The startup has signed up over 250 organizations, including a host of major tech firms headed by Yahoo Inc., as customers since hitting the scene two years ago with the promise of taking the pain out of communicating business information across departments. Its namesake platform allows analysts to weave metrics from multiple sources into models that end-users can harness to easily generate custom reports.
Splunk Inc. promises to provide the same analytic power for small operational teams lacking the resources to support a full-blown data crunching cluster with the lightweight version of its namesake software that launched in the backdrop of Looker revealing the new funding. The single-server implementation offers an economic option for analyzing infrastructure logs with incremental pricing.

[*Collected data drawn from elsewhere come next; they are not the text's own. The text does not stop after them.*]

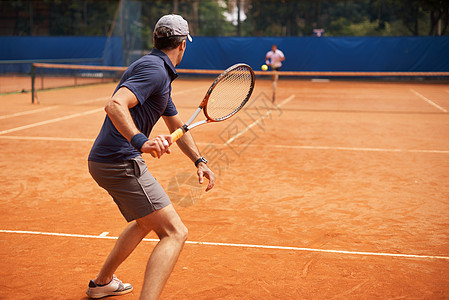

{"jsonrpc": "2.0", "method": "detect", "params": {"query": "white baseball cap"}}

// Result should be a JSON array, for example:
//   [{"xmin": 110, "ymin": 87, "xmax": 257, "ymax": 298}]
[{"xmin": 154, "ymin": 14, "xmax": 192, "ymax": 42}]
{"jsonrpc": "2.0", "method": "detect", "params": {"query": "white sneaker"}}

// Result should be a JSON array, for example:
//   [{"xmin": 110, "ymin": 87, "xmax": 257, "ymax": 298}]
[{"xmin": 86, "ymin": 275, "xmax": 133, "ymax": 298}]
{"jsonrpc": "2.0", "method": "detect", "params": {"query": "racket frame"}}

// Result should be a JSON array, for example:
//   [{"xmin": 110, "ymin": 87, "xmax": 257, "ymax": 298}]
[{"xmin": 170, "ymin": 63, "xmax": 255, "ymax": 142}]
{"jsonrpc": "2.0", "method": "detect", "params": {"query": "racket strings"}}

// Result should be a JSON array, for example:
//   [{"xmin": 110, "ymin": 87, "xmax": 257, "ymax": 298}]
[{"xmin": 206, "ymin": 66, "xmax": 253, "ymax": 121}]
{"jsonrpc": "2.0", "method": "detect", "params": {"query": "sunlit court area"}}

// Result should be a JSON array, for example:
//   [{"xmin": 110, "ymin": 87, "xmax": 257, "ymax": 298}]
[{"xmin": 1, "ymin": 1, "xmax": 449, "ymax": 299}]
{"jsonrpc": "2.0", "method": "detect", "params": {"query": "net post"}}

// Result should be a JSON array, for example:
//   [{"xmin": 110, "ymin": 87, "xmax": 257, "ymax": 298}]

The release is designed as much to attract small- and medium-sized businesses as lower the adoption barrier for larger organizations that may upgrade to the standard – and more expensive – version further down the road. Enterprises are also the target of the new visualization technology that Datadog Inc. introduced shortly afterwards, which extends the operational picture beyond on-premise infrastructure to the cloud.
The Host Maps now included in the startup’s namesake monitoring software provide a visual view of the servers making up an organization’s environment where each node is displayed as part of the cluster in which it’s deployed and color coded based on key metrics such as free capacity. Practitioners can also drill deeper to identify the services running on each machine and isolate problem patterns across hosts.